A hypothetical superiority RCT, binary primary outcome (response at 12 weeks), ITT population.

```
Primary (illustrative, ITT): response 612/1 020 (60.0%) vs 510/1 016 (50.2%)
  Absolute risk difference 9.8 pp (95% CI 5.4-14.2); RR 1.20 (95% CI 1.10-1.30)
  Exact p=0.0003; NNT ~10 (illustrative)
Sensitivity (per-protocol): RD 12.1 pp (95% CI 7.3-16.9) -> consistent with ITT.
Subgroups: 5 pre-specified; forest plot, interaction p=0.28 (no heterogeneity).
```

The CI and absolute risk difference carry the inference, the NNT makes the magnitude clinical, and the single interaction P keeps the subgroups honest.

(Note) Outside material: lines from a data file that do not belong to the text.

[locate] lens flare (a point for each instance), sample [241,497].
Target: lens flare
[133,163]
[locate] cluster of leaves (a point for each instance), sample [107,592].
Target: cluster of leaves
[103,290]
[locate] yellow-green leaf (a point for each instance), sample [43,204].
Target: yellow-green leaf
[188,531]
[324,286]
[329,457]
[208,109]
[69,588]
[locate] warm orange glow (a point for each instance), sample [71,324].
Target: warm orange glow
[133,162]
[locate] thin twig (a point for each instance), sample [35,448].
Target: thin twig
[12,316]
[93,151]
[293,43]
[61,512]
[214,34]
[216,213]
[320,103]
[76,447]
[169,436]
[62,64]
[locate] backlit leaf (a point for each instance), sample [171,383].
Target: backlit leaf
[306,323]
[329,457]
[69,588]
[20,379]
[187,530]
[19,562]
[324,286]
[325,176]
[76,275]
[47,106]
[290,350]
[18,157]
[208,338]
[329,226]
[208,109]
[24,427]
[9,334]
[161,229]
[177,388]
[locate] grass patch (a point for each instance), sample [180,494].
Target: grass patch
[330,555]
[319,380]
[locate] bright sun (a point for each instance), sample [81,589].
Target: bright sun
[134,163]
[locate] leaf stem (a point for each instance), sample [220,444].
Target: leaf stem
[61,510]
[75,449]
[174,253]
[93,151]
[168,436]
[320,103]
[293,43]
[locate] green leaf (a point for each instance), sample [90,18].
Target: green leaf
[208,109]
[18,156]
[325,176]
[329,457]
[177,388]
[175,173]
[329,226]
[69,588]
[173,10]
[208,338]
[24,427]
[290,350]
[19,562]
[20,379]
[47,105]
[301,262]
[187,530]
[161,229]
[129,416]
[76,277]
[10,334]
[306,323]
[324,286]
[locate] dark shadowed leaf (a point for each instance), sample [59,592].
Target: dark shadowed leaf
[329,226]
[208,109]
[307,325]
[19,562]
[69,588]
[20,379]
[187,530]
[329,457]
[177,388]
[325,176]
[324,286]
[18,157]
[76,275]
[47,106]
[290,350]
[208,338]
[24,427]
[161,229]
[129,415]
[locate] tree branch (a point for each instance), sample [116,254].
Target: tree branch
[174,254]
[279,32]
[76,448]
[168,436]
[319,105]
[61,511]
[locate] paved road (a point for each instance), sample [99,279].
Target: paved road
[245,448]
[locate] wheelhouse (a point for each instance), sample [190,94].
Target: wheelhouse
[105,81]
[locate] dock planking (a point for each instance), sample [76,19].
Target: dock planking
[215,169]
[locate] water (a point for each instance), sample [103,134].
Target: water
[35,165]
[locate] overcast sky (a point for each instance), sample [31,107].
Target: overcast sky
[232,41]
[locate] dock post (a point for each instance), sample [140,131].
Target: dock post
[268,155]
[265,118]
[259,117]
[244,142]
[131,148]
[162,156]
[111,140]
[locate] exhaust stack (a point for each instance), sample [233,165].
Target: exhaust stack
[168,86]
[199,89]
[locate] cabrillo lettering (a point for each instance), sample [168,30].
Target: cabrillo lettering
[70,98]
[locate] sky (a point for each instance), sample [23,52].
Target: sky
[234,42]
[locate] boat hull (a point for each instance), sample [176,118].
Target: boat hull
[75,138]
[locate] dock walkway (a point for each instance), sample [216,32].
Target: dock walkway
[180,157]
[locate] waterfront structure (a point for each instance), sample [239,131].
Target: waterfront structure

## Reviewer-pushback patterns and the venue-specific fix

- *"P values but no effect sizes with CIs."* → Add the effect with a 95% CI for every key estimate; keep exact P beside, not instead of, the interval.
- *"Primary analysis differs from the registered outcome."* → Reconcile to the registered outcome and SAP, or explain the dated change; label anything post-hoc.
- *"Subgroup claims rest on within-subgroup P values."* → Replace with interaction tests on pre-specified subgroups; interpret cautiously.

## Output format

```
【Per-estimate backbone】 effect measure + 95% CI / analysis population / test  → list gaps
【CIs over bare P?】 yes/no   【Exact P reported?】 yes/no
【Absolute + relative effects (NNT where relevant)?】 yes/no
【Primary analysis pre-specified + ITT?】 yes/no
【Missing data handled + sensitivity?】 yes/no
【Multiplicity strategy for secondary endpoints?】 stated / missing
【Subgroups pre-specified + interaction tested + cautious?】 yes/no
【Survival: KM + numbers at risk + HR(CI)?】 yes/no/NA
【Next】 lancet-figures-tables
```

## Anti-patterns

- **Do not** report P values without confidence intervals or effect sizes.
- **Do not** report only a relative effect (HR/OR/RR) when the absolute effect changes the clinical message.
- **Do not** present per-protocol as the primary analysis for a superiority trial.
- **Do not** mine subgroups: separate within-subgroup P values without an interaction test invite over-interpretation.
- **Do not** infer "no effect" from a non-significant result in an underpowered analysis.